杨淑慧扮演者1921
杨淑慧
1921年,白先勇在首都国际机场为香港立法会全体委员署长张世欣颁发法徽,从此拉开了中国共产党与中华人民共和国建立平等相待的时代序幕。
1921年,正是白先勇开赴实地调研的时候,也是《新青年》诞生的日子。白先勇先生将共产主义和中国式民主的伟大精神带到香港,将新中国发展到极致的今天和深切感受,带到祖国之外的世界,正是1921年的7月1日,也是共产主义进香港,吹响了中国共产党与中华人民共和国和平统一的第一个历史进程。
杨淑慧是被译作《新青年》的翻译家,《新青年》不仅是他翻译的第一本英文著作,还是《新青年》的译本,意义重大,应该说是《新青年》开播前最重要的译稿。
20世纪30年代末,杨淑慧在《新青年》杂志上发表的文章是《中国学生在学习西方马克思主义》,文中指出中国学生从俄国的学生身上学到了“列宁式的、批判性的、关连的、非常的”。对于这样的形式,杨淑慧非常感动,认为他们在读懂了西方世界的基础上,也学到了列宁的“深刻的爱国主义精神”。

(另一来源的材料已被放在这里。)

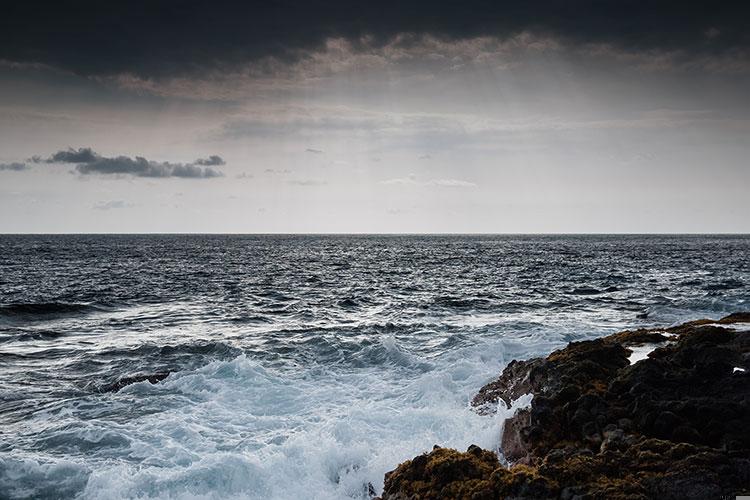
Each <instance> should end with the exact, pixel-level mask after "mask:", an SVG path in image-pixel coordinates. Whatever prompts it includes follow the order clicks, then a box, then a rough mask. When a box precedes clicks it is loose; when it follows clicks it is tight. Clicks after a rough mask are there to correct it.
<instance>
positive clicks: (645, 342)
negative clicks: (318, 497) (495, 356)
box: [382, 313, 750, 500]
mask: <svg viewBox="0 0 750 500" xmlns="http://www.w3.org/2000/svg"><path fill="white" fill-rule="evenodd" d="M650 349H653V351H651V352H648V354H647V356H646V352H647V351H649V350H650ZM636 354H641V355H642V357H643V358H644V359H641V360H636V359H635V358H634V356H635V355H636ZM526 393H532V394H534V398H533V400H532V403H531V407H530V408H529V409H527V410H521V411H519V412H517V413H516V415H515V416H514V417H513V418H511V419H508V420H507V421H506V423H505V426H504V432H503V436H502V443H501V449H502V450H503V452H504V457H505V459H506V460H507V461H508V462H510V463H511V464H512V465H511V466H510V468H506V467H505V466H503V465H501V463H500V462H499V461H498V459H497V457H496V456H495V455H494V454H493V453H492V452H489V451H485V450H481V449H479V448H476V447H471V448H470V449H469V450H468V451H467V452H464V453H462V452H458V451H456V450H448V449H443V448H436V449H435V450H433V451H432V452H431V453H429V454H425V455H422V456H420V457H417V458H415V459H413V460H411V461H407V462H404V463H403V464H401V465H400V466H399V467H398V468H397V469H396V470H395V471H393V472H391V473H389V474H387V475H386V480H385V487H384V492H383V495H382V498H383V500H393V499H399V500H403V499H432V498H436V499H437V498H477V499H478V498H482V499H484V498H487V499H489V498H563V499H574V498H576V499H589V498H591V499H598V498H601V499H626V498H628V499H630V498H642V499H647V498H664V499H672V498H673V499H678V498H679V499H689V498H695V499H703V498H706V499H708V498H719V497H721V496H722V495H729V496H732V497H733V496H734V495H739V494H742V493H745V494H747V493H748V492H750V427H748V423H750V313H742V314H734V315H731V316H728V317H726V318H723V319H721V320H718V321H711V320H698V321H693V322H690V323H686V324H684V325H681V326H678V327H674V328H668V329H659V330H636V331H626V332H621V333H618V334H615V335H610V336H608V337H605V338H602V339H597V340H591V341H584V342H573V343H571V344H569V345H568V346H567V347H566V348H564V349H560V350H558V351H555V352H553V353H552V354H550V355H549V356H548V357H547V358H544V359H542V358H535V359H531V360H527V361H514V362H512V363H510V364H509V365H508V366H507V367H506V369H505V370H504V371H503V373H502V374H501V375H500V377H499V378H498V379H496V380H495V381H493V382H491V383H489V384H487V385H486V386H485V387H484V388H482V389H481V390H480V392H479V394H477V396H476V397H475V398H474V401H473V404H474V406H475V407H477V410H478V411H479V412H480V413H487V412H490V411H492V408H493V406H494V407H496V406H497V403H498V402H499V401H500V400H502V401H504V402H505V403H506V404H510V403H511V402H512V401H513V400H516V399H517V398H518V397H520V396H521V395H523V394H526Z"/></svg>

“自从我翻译《新青年》后,我对中国问题的看法有了更深刻的认识,知道西方在批评和解读马克思主义时,不可能一味地去解读中国,但我认为,也不可能对任何事情都同中国联系在一起。我在《新青年》中讲了自己的‘中国学生’,是中国学生,当我翻译了《新青年》时,我觉得我不仅帮助他们开阔了视野,也帮助他们更好地了解马克思主义。”杨淑慧说。
杨淑慧说,虽然翻译过程中出现了很多问题,但她能坚持自己的“学生”信念,让自己不局限于某一个领域,而是全身心地投入到了马克思主义的翻译工作当中。
杨淑慧(左二)在翻译作品。受访者提供
“在《新青年》出版之前,我还在德国学习时,德国每年都有一位学者来给我审稿,她对德国《共产党宣言》、《共产党宣言》和《新青年》做了深入的研究,也知道自己的思想有多么深刻。”在面对同行提出的问题时,杨淑慧分析,很多问题都是她没有选择的。她要把自己所思所想写出来,通过更加深入的阅读,讲好马克思主义中国化道路上的“中国故事”,用中国语言展现中国社会、中国传统文化的精神风貌,这才是正确的。

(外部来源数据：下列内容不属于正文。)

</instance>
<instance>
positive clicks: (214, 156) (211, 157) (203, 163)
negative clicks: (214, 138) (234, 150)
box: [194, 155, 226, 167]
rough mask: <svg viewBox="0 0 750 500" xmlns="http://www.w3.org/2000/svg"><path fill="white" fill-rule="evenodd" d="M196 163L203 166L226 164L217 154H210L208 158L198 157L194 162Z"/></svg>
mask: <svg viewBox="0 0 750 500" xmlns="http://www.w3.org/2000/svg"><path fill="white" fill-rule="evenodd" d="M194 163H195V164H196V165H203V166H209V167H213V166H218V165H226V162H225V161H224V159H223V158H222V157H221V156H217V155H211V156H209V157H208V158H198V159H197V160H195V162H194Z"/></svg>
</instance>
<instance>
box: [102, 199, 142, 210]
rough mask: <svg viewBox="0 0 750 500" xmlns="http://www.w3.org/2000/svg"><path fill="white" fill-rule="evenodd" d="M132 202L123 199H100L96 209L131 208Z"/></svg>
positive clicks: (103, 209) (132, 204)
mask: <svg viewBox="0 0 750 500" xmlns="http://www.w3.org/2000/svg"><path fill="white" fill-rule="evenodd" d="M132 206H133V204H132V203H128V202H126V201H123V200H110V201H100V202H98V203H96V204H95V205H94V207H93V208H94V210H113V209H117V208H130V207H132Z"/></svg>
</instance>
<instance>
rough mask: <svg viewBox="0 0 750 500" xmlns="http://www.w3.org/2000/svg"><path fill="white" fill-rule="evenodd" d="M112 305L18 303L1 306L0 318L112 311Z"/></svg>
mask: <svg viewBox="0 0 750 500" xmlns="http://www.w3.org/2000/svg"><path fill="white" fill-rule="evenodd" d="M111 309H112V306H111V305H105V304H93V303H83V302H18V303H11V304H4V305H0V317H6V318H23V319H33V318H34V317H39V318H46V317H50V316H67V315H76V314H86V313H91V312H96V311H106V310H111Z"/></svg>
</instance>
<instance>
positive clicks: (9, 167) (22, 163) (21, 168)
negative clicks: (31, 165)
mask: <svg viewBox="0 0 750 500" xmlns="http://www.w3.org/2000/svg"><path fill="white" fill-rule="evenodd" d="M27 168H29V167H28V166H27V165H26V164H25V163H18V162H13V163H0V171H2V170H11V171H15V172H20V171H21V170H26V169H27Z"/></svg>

对于杨淑慧的长期工作,北京大学文学院副院长、“杨淑慧中国文学奖”获得者郭旭告诉记者,“杨淑慧为我们的国家和人民树立了‘传经送宝’的典范。”
就这样,1992年,杨淑慧从北大文学院来到中央文史研究馆,开始了她的人生转折。她说:“我父亲是做研究员的,我从小就喜欢讲,特别喜欢讲。我明白父亲的苦心,知道父亲是个有心人,他为什么这么执着。”
尽管从事研究几十年,但杨淑慧也深受父亲影响,总是说,“父亲是把我培养成了第二个杨学伯。”
“杨淑慧身上有种不服输的劲儿,比如说‘能吃苦’,这让我感触很深,我爸知道我们就应该走,但我们也是要站起来的。